Now the game is about making the right decisions. Is that prospect good enough to displace one of these “bones”? Need to be right more often than wrong. More than that, you need to get value when you move on.

Bottom line, he’s not wrong, it’s just not something you wanna hear when your team is losing and you’re tired of hearing “next year”.

6. Bonus Point – Bonus Episode

Last night Jim Stamm and I got together for a video only episode of the Pirates Fan Forum for Draft night. Check it out if you’re interested, lots of Paul Skenes reaction in there from us and a ton of fans.

Published by Gary Morgan

Former contributor for Inside the Pirates an SI Team Channel

3 thoughts on “Five Pirates Thoughts at Five – The All Star Break

  1. 2. Agreed on Reynolds, so weird that he’s still having a statistically good season but still looks like he’s struggling and clearly frustrated. I had similar problems in high school, expanding the zone and occasionally timing (though I faced 90 mph only once and made sure I worked a walk, haha). But yeah, from the looks of him, he expects more of himself too, which is great to see as long as one doesn’t get carried away by that feeling and try too hard to make up for it all at once (see: Castillo, Rodolfo).

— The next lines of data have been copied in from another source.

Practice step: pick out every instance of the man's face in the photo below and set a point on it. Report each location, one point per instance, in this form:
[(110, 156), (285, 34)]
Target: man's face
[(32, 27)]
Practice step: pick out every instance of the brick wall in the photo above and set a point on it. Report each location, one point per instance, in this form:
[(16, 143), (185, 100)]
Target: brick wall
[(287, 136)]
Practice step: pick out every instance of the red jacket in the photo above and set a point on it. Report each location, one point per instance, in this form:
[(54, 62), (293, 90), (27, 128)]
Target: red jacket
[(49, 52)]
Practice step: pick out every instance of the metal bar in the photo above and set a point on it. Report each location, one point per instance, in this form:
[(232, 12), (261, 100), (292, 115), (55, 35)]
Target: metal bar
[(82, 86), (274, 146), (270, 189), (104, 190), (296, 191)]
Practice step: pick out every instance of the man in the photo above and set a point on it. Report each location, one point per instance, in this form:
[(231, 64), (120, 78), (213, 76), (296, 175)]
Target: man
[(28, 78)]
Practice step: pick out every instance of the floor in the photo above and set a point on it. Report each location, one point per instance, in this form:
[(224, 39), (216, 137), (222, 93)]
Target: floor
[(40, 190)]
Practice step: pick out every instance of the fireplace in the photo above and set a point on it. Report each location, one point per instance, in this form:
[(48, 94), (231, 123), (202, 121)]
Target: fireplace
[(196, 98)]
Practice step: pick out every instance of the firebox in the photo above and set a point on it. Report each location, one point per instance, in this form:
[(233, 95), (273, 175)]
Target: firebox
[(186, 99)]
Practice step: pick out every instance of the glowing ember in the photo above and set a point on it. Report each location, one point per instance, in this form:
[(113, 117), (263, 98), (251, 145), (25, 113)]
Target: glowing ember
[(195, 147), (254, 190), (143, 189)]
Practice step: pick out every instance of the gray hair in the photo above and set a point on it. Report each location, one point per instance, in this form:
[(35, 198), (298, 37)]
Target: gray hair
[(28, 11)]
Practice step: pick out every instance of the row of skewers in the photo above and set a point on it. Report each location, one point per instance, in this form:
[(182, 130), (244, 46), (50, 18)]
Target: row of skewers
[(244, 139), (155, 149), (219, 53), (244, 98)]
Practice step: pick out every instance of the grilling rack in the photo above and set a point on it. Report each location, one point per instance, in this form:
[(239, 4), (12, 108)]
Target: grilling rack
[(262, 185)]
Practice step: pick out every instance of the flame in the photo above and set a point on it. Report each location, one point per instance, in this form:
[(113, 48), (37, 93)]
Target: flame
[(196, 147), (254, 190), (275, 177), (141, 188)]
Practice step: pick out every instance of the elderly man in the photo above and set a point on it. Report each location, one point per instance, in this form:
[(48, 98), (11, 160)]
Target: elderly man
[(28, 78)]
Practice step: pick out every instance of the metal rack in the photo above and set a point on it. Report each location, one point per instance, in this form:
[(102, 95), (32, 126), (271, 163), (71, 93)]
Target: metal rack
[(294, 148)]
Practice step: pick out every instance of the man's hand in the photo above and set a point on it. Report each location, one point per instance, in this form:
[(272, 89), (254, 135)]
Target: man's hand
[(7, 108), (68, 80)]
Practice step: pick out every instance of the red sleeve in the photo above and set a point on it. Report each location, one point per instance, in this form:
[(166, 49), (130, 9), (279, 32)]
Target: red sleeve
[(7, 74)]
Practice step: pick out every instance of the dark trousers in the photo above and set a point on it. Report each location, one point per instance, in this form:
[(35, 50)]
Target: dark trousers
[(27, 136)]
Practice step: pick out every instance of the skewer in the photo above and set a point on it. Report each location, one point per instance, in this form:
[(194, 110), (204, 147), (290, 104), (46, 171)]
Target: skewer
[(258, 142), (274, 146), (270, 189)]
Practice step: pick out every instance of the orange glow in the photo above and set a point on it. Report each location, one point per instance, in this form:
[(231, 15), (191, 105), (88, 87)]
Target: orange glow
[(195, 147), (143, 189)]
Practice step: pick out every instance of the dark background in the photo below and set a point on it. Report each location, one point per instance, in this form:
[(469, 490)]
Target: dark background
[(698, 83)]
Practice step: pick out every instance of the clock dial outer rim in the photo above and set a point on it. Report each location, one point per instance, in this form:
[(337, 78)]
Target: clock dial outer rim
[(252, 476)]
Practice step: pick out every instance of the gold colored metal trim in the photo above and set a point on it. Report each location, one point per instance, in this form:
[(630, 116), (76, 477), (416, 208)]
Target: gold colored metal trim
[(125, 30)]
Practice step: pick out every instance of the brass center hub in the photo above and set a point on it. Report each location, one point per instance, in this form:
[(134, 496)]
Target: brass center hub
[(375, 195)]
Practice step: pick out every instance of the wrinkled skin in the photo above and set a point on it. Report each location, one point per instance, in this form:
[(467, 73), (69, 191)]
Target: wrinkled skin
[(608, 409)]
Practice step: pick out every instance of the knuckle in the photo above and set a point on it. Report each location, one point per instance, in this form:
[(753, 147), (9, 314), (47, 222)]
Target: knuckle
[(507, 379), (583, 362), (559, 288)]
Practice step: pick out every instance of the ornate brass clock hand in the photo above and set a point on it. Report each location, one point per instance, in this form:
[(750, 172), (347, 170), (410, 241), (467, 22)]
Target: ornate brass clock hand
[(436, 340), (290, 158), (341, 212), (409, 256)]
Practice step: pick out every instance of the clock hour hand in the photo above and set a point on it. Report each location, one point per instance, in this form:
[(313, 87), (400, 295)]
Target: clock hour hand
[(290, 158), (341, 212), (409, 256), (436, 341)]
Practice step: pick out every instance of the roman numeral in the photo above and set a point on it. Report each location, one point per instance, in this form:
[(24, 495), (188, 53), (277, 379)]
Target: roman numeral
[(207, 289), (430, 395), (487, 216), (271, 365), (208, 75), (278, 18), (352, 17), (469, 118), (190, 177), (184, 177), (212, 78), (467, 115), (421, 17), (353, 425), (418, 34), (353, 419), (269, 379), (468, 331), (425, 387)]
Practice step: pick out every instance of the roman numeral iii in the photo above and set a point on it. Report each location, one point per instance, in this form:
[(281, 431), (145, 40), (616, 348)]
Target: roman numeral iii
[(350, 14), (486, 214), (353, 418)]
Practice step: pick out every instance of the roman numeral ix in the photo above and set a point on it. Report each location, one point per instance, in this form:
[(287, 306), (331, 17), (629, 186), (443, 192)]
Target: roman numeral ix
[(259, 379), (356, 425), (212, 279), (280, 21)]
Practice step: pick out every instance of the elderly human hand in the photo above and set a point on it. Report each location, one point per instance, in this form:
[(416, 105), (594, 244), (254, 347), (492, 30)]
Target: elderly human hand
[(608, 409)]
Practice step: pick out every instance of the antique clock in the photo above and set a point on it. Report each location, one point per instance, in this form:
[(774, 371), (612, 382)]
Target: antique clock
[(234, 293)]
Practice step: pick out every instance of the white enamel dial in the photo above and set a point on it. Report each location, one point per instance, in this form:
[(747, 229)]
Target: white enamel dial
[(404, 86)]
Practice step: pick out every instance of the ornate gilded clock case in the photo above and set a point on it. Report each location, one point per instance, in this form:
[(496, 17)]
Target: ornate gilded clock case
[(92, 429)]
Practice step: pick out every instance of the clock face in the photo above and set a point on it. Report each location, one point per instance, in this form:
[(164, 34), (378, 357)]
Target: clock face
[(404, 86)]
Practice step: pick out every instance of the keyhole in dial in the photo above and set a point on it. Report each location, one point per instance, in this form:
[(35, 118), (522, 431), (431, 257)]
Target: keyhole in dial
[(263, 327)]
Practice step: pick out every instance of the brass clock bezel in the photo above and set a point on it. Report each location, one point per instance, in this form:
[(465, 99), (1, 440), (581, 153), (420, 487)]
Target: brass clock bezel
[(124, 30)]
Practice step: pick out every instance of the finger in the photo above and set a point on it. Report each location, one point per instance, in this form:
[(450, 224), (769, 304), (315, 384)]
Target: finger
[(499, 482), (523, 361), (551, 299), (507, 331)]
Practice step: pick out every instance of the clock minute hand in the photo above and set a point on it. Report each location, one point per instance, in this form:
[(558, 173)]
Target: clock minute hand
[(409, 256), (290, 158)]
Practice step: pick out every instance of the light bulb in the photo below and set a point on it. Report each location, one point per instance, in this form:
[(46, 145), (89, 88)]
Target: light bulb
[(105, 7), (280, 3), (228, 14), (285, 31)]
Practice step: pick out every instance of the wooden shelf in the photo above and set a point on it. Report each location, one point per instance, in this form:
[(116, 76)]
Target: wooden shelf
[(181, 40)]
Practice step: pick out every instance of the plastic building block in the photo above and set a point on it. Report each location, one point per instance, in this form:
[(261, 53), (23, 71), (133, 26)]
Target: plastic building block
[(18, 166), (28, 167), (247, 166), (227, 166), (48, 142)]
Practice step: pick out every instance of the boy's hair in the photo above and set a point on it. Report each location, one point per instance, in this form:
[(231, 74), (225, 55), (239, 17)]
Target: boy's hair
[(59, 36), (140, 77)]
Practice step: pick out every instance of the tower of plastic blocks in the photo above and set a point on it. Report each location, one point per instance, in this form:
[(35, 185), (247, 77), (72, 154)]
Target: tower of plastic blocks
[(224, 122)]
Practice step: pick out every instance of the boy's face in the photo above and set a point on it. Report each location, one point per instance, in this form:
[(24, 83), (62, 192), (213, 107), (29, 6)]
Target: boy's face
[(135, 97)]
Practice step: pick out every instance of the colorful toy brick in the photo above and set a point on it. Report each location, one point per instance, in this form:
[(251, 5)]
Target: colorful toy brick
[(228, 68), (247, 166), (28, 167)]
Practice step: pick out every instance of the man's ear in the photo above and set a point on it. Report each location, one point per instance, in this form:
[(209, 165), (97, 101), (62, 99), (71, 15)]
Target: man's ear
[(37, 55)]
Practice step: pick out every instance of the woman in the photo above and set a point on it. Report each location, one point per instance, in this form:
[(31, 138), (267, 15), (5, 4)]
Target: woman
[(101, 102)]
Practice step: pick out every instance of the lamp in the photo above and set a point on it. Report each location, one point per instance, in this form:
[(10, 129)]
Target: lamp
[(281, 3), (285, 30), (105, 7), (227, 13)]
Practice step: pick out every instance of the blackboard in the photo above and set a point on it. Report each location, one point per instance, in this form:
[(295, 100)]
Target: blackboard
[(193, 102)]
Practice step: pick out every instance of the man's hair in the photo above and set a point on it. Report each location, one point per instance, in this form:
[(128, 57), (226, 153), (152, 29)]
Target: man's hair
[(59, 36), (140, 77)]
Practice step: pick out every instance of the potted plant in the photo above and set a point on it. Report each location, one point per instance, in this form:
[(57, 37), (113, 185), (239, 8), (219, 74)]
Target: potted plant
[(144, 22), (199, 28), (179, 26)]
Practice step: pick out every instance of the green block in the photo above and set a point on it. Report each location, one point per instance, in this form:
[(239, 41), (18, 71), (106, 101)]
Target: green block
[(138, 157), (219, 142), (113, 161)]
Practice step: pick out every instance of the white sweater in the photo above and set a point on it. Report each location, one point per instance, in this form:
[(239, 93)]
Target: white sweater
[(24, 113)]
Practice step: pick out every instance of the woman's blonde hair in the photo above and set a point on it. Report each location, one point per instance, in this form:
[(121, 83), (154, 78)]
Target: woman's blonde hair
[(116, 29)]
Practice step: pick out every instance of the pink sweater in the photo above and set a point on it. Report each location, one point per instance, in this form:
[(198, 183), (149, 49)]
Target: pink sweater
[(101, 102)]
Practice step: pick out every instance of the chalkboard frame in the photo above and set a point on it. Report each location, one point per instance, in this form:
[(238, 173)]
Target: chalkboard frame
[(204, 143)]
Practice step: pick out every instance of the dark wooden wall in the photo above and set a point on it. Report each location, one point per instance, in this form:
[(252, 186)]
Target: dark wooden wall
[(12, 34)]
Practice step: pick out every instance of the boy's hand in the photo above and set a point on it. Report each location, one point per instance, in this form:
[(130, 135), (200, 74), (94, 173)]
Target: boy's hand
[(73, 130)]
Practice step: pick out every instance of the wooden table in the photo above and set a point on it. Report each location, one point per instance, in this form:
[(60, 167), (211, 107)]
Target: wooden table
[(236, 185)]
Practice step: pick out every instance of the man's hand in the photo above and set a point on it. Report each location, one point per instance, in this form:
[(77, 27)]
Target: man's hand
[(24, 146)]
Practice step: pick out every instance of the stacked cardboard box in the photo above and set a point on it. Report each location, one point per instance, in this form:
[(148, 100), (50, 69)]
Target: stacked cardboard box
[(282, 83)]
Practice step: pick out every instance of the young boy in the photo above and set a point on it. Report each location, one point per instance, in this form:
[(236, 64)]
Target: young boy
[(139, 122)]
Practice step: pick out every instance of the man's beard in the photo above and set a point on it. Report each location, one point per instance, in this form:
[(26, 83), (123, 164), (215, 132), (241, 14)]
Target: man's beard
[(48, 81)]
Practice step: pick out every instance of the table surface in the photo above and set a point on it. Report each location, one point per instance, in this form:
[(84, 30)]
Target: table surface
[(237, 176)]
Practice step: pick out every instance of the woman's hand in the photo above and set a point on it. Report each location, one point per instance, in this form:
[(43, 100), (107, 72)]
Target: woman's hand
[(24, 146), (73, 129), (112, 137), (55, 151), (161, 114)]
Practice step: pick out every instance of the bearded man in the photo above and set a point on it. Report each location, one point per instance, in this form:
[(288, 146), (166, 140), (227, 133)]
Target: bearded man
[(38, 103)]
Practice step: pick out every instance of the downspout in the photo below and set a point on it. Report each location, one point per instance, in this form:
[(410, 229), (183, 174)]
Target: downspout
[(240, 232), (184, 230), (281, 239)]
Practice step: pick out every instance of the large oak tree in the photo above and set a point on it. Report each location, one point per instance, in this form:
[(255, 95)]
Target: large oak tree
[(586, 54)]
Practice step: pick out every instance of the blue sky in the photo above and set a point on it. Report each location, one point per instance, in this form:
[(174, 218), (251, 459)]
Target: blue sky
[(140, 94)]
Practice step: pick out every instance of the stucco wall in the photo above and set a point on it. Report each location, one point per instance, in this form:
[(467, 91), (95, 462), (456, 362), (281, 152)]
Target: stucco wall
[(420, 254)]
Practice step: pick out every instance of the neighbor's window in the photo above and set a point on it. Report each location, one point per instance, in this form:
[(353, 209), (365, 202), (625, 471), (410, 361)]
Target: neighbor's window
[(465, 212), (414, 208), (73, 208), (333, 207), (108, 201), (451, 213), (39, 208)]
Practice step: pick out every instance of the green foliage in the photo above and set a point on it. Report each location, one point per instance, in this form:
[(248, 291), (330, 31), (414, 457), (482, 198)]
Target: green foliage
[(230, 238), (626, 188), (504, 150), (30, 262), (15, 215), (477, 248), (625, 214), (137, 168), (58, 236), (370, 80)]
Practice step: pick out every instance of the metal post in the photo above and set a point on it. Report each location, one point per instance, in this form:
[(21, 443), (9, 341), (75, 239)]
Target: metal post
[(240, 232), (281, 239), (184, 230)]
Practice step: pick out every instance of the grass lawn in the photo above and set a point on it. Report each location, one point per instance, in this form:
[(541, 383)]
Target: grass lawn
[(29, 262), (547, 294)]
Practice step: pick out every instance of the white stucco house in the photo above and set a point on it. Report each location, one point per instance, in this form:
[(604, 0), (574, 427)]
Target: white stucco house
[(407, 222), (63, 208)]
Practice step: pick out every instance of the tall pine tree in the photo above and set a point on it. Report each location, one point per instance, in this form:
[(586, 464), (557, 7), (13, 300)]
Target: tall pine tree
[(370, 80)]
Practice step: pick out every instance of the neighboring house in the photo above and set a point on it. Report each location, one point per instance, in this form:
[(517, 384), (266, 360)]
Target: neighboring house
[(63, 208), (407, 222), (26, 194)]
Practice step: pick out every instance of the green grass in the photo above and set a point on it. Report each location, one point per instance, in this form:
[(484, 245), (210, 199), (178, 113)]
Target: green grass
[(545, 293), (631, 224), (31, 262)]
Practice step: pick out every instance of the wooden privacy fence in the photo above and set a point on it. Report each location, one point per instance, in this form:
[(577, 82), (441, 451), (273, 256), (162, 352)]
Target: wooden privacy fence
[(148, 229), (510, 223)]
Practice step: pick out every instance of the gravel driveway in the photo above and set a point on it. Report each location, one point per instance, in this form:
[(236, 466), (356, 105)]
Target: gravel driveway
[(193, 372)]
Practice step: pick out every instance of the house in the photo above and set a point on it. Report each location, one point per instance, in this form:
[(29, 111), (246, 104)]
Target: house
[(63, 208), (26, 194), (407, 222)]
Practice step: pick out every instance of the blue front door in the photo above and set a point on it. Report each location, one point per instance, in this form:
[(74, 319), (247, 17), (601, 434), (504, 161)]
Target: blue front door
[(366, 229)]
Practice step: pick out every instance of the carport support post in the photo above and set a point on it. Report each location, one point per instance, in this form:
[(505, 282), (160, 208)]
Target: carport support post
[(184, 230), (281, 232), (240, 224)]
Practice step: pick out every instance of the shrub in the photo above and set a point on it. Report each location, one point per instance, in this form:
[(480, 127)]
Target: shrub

    3. Cool! He lives (lived?) next door to my uncle and went to my university. I liked him as a player, and he has seemed like a decent fellow from what I have read and heard. If you’re looking for someone who knows contact skills, it’s pretty hard to argue with career .302 average, though I think he retired before shifting became extreme. Plenty of subjective reasons to want him to succeed. Guess this means hoping the Yankees lose every game 11-10. 😉
    Boone is one of the leaders in ejections this year, by the by. He’s been super ornery and often argued despite the umpire being right, haha.
    But yeah, if a pizza shop can replace a delivery driver and big tech can lay off hundreds on the regular, then I think the Bucs can afford to pay Haines to stay home a few months.

    4. Perhaps things have changed, but my understanding has been that most pitchers who get Tommy John never quite reach the same level. Ace down to mid-tier, mid-tier to back end, etc. It sucks, a brutal reality, and the recovery time is so long and a difficulty to determine how far the dropoff is, that it is tough as a GM to figure where the guy fits. I hope he becomes a valuable contributor in whatever role, a shot in the arm or ace in the hole, if you prefer.

    5. All true, and some of those names of course have to be sorted. As you’ve written, that’s not a luxury most position players on the club have. The ever-frustrating dynamic of wanting good value for struggling but talented young players. Ugh.